Es ist gerade so, als wären die eigenen Einheiten non-existent gewesen. Das eigene Spiel der letzten Wochen einfach nihiliert.
Die eigenen Ressourcen sind auch weg. Und genau das war auch der einzige Grund für den Überfall des übermächtigen Gegners. Du hast nicht etwa Deinen Kaugummi in den Vorgarten des Anderen gespuckt. Du hast ihn noch nicht einmal schief angeschaut -- nein, der Grund ist ganz und gar unemotional, ganz und gar profan: Du hast ein paar Ressourcen gebunkert, die der Andere mal schnell abgreifen wollte. Das alles ist Routine, ganz gefühllos, ganz unpersönlich!
Dann weißt Du, dass Du ab sofort zu den Melkkühen des Servers gehörst!
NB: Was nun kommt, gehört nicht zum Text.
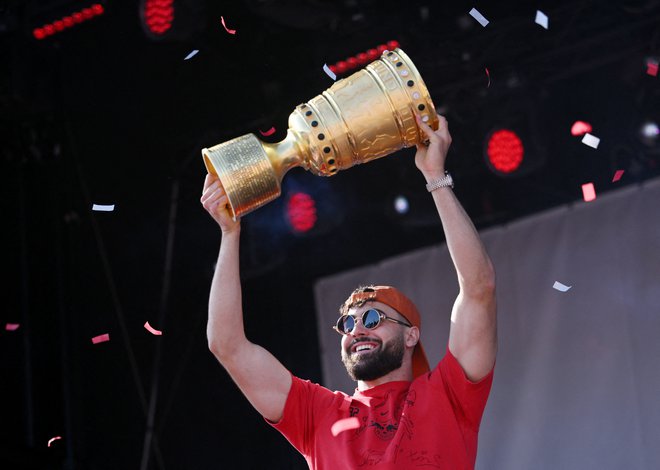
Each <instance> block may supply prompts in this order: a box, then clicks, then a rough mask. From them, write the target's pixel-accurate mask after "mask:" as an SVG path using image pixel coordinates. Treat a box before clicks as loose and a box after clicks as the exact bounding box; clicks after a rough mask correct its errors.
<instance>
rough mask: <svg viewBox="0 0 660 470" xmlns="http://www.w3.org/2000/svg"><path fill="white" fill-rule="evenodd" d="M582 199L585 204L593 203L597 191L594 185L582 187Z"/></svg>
mask: <svg viewBox="0 0 660 470" xmlns="http://www.w3.org/2000/svg"><path fill="white" fill-rule="evenodd" d="M582 197H583V198H584V202H591V201H593V200H594V199H596V190H595V189H594V184H593V183H585V184H583V185H582Z"/></svg>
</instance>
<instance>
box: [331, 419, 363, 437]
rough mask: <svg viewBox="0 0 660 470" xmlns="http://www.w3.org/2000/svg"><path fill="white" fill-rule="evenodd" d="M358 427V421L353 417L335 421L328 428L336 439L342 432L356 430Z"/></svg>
mask: <svg viewBox="0 0 660 470" xmlns="http://www.w3.org/2000/svg"><path fill="white" fill-rule="evenodd" d="M359 427H360V421H359V420H358V419H357V418H356V417H355V416H354V417H352V418H345V419H340V420H339V421H336V422H335V424H333V425H332V428H330V432H332V435H333V436H334V437H337V436H338V435H339V434H341V433H342V432H344V431H350V430H351V429H357V428H359Z"/></svg>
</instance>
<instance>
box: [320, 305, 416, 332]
mask: <svg viewBox="0 0 660 470" xmlns="http://www.w3.org/2000/svg"><path fill="white" fill-rule="evenodd" d="M372 310H373V311H374V312H376V313H378V321H377V322H376V325H375V326H374V327H372V328H369V327H368V326H366V325H365V324H364V321H363V320H364V317H365V315H367V314H368V313H369V312H371V311H372ZM346 317H352V318H353V323H354V325H353V328H352V329H351V331H349V332H344V331H342V330H341V329H340V328H339V323H340V322H341V321H343V320H344V319H345V318H346ZM383 320H388V321H391V322H392V323H396V324H398V325H403V326H407V327H408V328H410V327H412V325H411V324H410V323H406V322H404V321H401V320H397V319H396V318H392V317H388V316H387V315H385V313H384V312H383V311H382V310H378V309H377V308H373V307H372V308H370V309H367V310H365V311H364V312H362V314H361V315H360V316H359V317H357V316H356V315H348V314H346V315H342V316H341V317H339V318H338V319H337V323H335V325H334V326H333V327H332V329H333V330H335V331H336V332H337V333H339V334H340V335H342V336H344V335H350V334H352V332H353V331H355V327H356V326H357V322H358V321H360V322H361V323H362V326H364V327H365V328H366V329H368V330H375V329H376V328H378V327H379V326H380V324H381V322H382V321H383Z"/></svg>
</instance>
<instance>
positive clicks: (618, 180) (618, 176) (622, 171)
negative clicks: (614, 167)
mask: <svg viewBox="0 0 660 470" xmlns="http://www.w3.org/2000/svg"><path fill="white" fill-rule="evenodd" d="M622 176H623V170H616V172H615V173H614V178H612V183H616V182H617V181H619V180H620V179H621V177H622Z"/></svg>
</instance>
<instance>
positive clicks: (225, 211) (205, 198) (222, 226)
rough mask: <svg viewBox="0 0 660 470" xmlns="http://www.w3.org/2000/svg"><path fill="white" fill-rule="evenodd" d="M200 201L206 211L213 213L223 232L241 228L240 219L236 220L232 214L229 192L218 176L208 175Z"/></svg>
mask: <svg viewBox="0 0 660 470" xmlns="http://www.w3.org/2000/svg"><path fill="white" fill-rule="evenodd" d="M200 201H201V203H202V206H204V209H206V212H208V213H209V214H211V217H213V220H215V221H216V222H217V223H218V225H220V229H221V230H222V233H230V232H234V231H237V230H239V229H240V228H241V222H240V220H236V221H235V220H234V219H233V218H232V216H231V213H230V211H229V199H227V193H225V188H224V187H223V186H222V183H221V182H220V179H219V178H218V177H217V176H215V175H211V174H207V175H206V178H205V179H204V190H203V192H202V197H201V198H200Z"/></svg>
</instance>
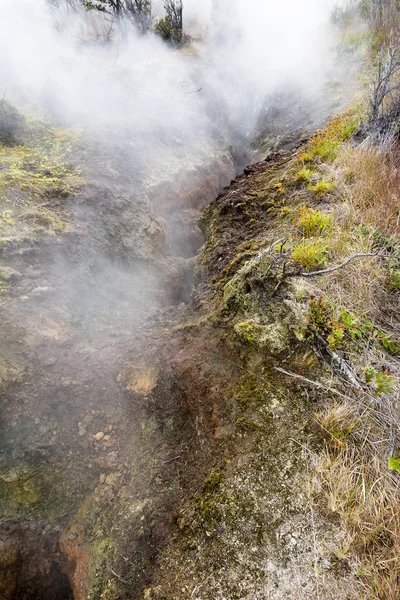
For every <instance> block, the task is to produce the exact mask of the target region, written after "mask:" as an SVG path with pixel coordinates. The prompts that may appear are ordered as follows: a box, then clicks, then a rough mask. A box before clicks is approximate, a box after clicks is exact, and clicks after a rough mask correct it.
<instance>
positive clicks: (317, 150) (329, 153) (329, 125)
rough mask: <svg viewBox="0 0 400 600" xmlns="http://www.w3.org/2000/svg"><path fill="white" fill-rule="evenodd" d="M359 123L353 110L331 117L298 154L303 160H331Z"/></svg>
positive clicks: (323, 160) (355, 113)
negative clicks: (298, 154) (304, 150)
mask: <svg viewBox="0 0 400 600" xmlns="http://www.w3.org/2000/svg"><path fill="white" fill-rule="evenodd" d="M359 123H360V117H359V115H358V114H357V113H355V112H354V111H350V112H348V113H346V114H345V115H341V116H338V117H335V118H334V119H332V120H331V121H330V122H329V123H328V125H327V126H326V127H325V129H323V130H319V131H317V133H316V134H315V135H314V137H313V138H312V139H311V140H310V142H309V143H308V145H307V149H306V151H305V152H303V153H302V154H301V155H300V159H301V160H302V161H303V162H312V161H317V162H332V161H333V160H335V158H336V157H337V155H338V153H339V150H340V148H341V146H342V144H343V142H346V141H347V140H349V139H350V137H351V136H352V135H353V133H354V131H355V130H356V129H357V127H358V125H359Z"/></svg>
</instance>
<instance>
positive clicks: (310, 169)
mask: <svg viewBox="0 0 400 600" xmlns="http://www.w3.org/2000/svg"><path fill="white" fill-rule="evenodd" d="M312 175H313V172H312V170H311V169H308V168H306V167H304V168H303V169H300V171H298V173H296V181H299V182H303V181H309V180H310V179H311V177H312Z"/></svg>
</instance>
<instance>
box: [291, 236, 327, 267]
mask: <svg viewBox="0 0 400 600" xmlns="http://www.w3.org/2000/svg"><path fill="white" fill-rule="evenodd" d="M328 252H329V247H328V244H327V243H326V242H325V241H323V240H321V239H318V238H317V239H315V240H303V241H301V242H300V243H299V244H296V246H295V247H294V249H293V252H292V254H291V256H292V259H293V260H294V261H296V262H297V263H299V264H300V265H302V266H303V267H305V268H306V269H311V268H313V267H321V266H323V265H325V264H326V263H327V260H328Z"/></svg>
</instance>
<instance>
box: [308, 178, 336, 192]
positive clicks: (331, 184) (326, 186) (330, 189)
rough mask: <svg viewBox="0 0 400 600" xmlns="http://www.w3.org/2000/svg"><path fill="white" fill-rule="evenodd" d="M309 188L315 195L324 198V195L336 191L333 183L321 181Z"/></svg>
mask: <svg viewBox="0 0 400 600" xmlns="http://www.w3.org/2000/svg"><path fill="white" fill-rule="evenodd" d="M308 188H309V189H310V190H311V191H312V192H314V193H315V194H317V195H319V196H322V195H324V194H328V193H329V192H333V190H334V189H335V184H334V183H333V182H332V181H326V180H325V179H321V181H318V182H317V183H315V184H313V185H309V186H308Z"/></svg>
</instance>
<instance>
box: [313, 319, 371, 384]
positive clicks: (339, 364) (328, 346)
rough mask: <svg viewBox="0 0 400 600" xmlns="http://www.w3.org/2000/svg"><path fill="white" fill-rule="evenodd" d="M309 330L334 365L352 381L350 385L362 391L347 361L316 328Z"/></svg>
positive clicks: (358, 383) (346, 376)
mask: <svg viewBox="0 0 400 600" xmlns="http://www.w3.org/2000/svg"><path fill="white" fill-rule="evenodd" d="M308 329H309V330H310V331H311V332H312V333H313V334H314V337H315V338H316V339H317V340H318V342H319V343H320V344H321V345H322V347H323V349H324V351H325V352H326V354H327V355H328V356H329V358H330V360H331V361H332V362H333V364H334V365H336V366H337V368H338V369H339V371H340V372H341V373H342V374H343V375H344V376H345V377H346V378H347V379H348V380H349V381H350V383H351V384H352V385H353V386H354V387H355V388H356V389H357V390H361V389H362V387H361V385H360V383H359V382H358V379H357V377H356V375H355V373H353V371H352V370H351V368H350V367H349V365H348V364H347V363H346V361H345V360H344V359H343V358H341V357H340V356H339V355H338V354H336V352H334V351H333V350H332V348H331V347H330V345H329V344H328V342H327V341H326V340H325V339H324V338H323V337H322V335H321V334H319V333H318V331H317V330H316V329H314V327H311V325H309V326H308Z"/></svg>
Das Ganze nennt sich deshalb auch folgerichtig "Farming" -- das Farmtier bist du, die Farmer sind die, welche schon lange genug auf dem Server sind, dass sie sich auf das Recht des Stärkeren berufen können.
Natürlich versuchen die Spielebetreiber dem Farming entgegen zu wirken, indem sie beispielsweise Regeln zum Anfängerschutz einbauen oder Regeln, die wiederholte Überfälle auf die selben Opfer unterbinden sollen. Doch letztlich können keine Zusatzregeln das Problem lösen, so lange das Spielprinzip immer größere Ressourcenmengen fordert und dass daraus folgert, dass die welche schon länger auf dem Server sind einen massiven Vorteil gegenüber Neulingen haben, der sich auch mit Anfängerschutz nicht wett machen lässt.
Das Problem liegt also im Spielprinzip. Aber es ist ja so schön einfach, schlicht neue Grafiken zu erstellen, neue Gebäudearten und Einheiten zu erdenken und ansonsten den Rest von den 90% anderen Strategie-Browserspielen zu kopieren. Das geht fast ohne Verschwendung von Hirnschmalz, dazu braucht man nur die Kreativität eines Kartoffelmessers oder ca. 15 Minuten Recherche in Wikipedia.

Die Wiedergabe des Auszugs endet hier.